As for Hillary Clinton, she has a strong potential VP field, which includes Massachusetts Sen. Elizabeth Warren, Virginia Sen. Tim Kaine, Ohio Sen. Sherrod Brown, HUD Secretary Julian Castro and Labor Secretary Tom Perez. There has also been buzz around New Jersey Sen. Cory Booker and a few others.
Amobee Brand Intelligence gathered data, between May 28 and June 28, providing insights into how digital content has performed around some of these prospective VP candidates.
Across both potential Republican and Democratic choices, it is not surprising that Elizabeth Warren has the most engagement around digital content. This can be largely attributed to her visible online presence attacking Donald Trump, as well as her time on the campaign trail with Secretary Clinton.
In fact, Amobee found that there was 4x more digital content engagement around a Warren Vice Presidency than around a Tim Kaine one. While this might illustrate the excitement generated by Sen. Warren, the Clinton campaign will be careful not to pick a candidate who can outshine her name at the top of the ticket.
Sen. Kaine, who is also the former Governor of Virginia, is a self-styled “boring” guy, which could serve the Clinton campaign in avoiding incendiary remarks, while also enticing moderates in his important swing state of Virginia.

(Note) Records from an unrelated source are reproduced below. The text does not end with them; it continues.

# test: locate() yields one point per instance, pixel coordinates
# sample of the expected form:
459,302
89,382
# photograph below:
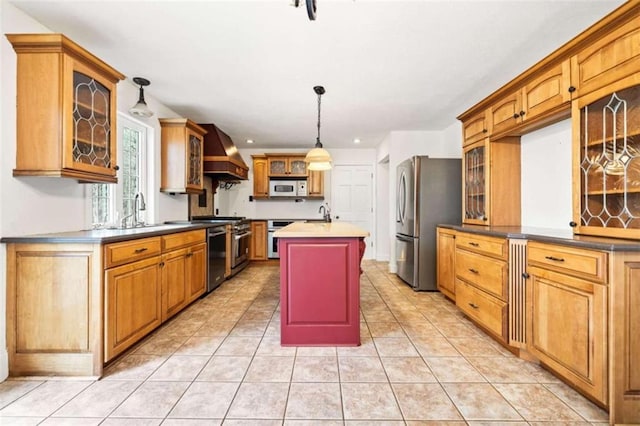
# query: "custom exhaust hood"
222,161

Amobee also found that while sentiment around Warren’s VP candidacy was widely neutral (69%), it was more negative (22%) than positive (9%). Conversely, Sen. Kaine had 17% positive sentiment contrasted with 11% that was negative.
(Clinton is also aware how critical it is to make more Democratic inroads in the Senate. If she selects a U.S. senator, the governor of that state will pick his or her replacement. Both Brown and Warren come from states, Ohio and Massachusetts, respectively, with Republican governors.)
On the Republican side, no one candidate shines as bright as Elizabeth Warren. Using Warren as the benchmark, Newt Gingrich generated the most engagement among GOP possibles, with 25% that of Warren's. Gov. Christie was close with 23% and Sens. Corker and Sessions were at 17%.
Of the potential GOP VP candidates only one, Sen. Sessions, had more positive (12%) sentiment than negative (11%).
What seems clear is that whoever ends up as the GOP nominee will likely serve as no more than a sidekick, extending a hand to disaffected Republican leaders. On the Democratic side, however, Hillary Clinton has a number of different choices that will bring varying degrees of excitement, poise and specific demographic and/or geographic support.